UK experiences hottest winter day ever as 21.2C is recorded in London

unseasonably warm weather in st sames’s park, london
Unseasonably warm weather in St James’s Park, London, on 25 February. Photograph: Dinendra Haria/Rex/Shutterstock

Parts of Britain exceed temperatures in Malibu, Athens and Crete

— The UK has experienced its warmest winter day on record, the Met Office has revealed.

Temperatures in Kew Gardens, south-west London, reached 21.2°C (70.2°F), breaking the record for the warmest February day. The Met Office defines winter from the beginning of December to the end of February, so Tuesday’s sunny spell is also a winter record.

The record had already been broken on Monday, when temperatures exceeded 20°C during winter for the very first time. This week’s unseasonably warm weather differs dramatically from the beginning of the month, when sub-zero temperatures were recorded across the country.

The previous winter record had been 19.7°C in Greenwich, south-east London, in 1998.

“The average temperature for this time of year is 9°C in London and 9°C in north Wales, so what we’re seeing is 10 degrees above average,” said Martin Bowles, a Met Office meteorologist.

Bowles said: “We can’t blame climate change directly because we’re talking about weather, not the climate. But it is a sign of climate change. There’s been a gradual increase of temperatures over the last 30 years so the extreme weather has also been increasing.”

Parts of Britain on Tuesday were hotter than Malibu, Athens, Crete and Barcelona.

The warm weather is in stark contrast to this time last year, when the “beast from the east” swept across much of the UK, bringing heavy snow showers and lows of -5°C. The cold conditions caused travel delays and power cuts in what were the lowest temperatures in the week leading up to 1 March since 1986.

Bowles said the warm temperatures were largely because of an area of pressure over the North Sea, which was drawing up warm air from the south.

Last year’s cold weather was because of a similar weather pattern, but the high pressure came from Arctic Russia, before moving over Scandinavia.
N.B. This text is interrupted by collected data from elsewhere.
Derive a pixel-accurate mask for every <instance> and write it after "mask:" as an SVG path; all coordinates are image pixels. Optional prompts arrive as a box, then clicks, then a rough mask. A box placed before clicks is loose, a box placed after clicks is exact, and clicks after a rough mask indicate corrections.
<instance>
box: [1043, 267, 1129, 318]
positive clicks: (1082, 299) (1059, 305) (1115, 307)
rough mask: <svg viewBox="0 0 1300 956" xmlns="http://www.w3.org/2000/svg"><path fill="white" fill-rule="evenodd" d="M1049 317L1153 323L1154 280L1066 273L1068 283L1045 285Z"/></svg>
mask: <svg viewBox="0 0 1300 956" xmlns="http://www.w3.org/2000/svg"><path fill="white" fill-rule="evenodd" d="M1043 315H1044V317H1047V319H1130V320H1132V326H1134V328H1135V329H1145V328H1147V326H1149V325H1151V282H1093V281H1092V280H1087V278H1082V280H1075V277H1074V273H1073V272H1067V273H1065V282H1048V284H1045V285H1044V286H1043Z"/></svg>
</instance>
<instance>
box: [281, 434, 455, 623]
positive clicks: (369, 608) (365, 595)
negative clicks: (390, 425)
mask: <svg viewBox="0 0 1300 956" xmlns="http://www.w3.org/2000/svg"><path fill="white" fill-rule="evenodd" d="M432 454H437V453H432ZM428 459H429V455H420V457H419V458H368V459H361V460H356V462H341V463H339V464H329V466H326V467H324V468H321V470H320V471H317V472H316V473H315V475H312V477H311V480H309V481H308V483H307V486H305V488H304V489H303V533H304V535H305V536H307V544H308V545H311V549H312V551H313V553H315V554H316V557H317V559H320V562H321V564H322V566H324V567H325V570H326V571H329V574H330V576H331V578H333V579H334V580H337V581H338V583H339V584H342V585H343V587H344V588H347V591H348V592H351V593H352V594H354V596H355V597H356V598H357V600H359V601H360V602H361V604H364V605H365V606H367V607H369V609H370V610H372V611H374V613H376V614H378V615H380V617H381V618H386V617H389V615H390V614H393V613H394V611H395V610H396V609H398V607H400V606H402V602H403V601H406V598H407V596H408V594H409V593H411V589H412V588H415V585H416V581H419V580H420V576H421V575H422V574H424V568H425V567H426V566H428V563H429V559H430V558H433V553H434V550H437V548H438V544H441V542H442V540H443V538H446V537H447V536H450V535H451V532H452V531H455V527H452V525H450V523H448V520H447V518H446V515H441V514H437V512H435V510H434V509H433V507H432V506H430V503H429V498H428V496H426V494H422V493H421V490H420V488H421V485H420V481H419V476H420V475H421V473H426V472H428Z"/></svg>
The conditions seen this week come from the tropical Atlantic and parts of north Africa.

While temperatures are forecast to reach 19°C on Wednesday, the Met Office is expecting to see a change from Thursday onwards, when weather from the Atlantic will bring colder showers.

“We’re having a very warm end to winter, but will see a typical beginning to spring,” Bowles said

Heavy showers are possible at the end of the week, as temperatures will struggle to get above 11°C or 12°C.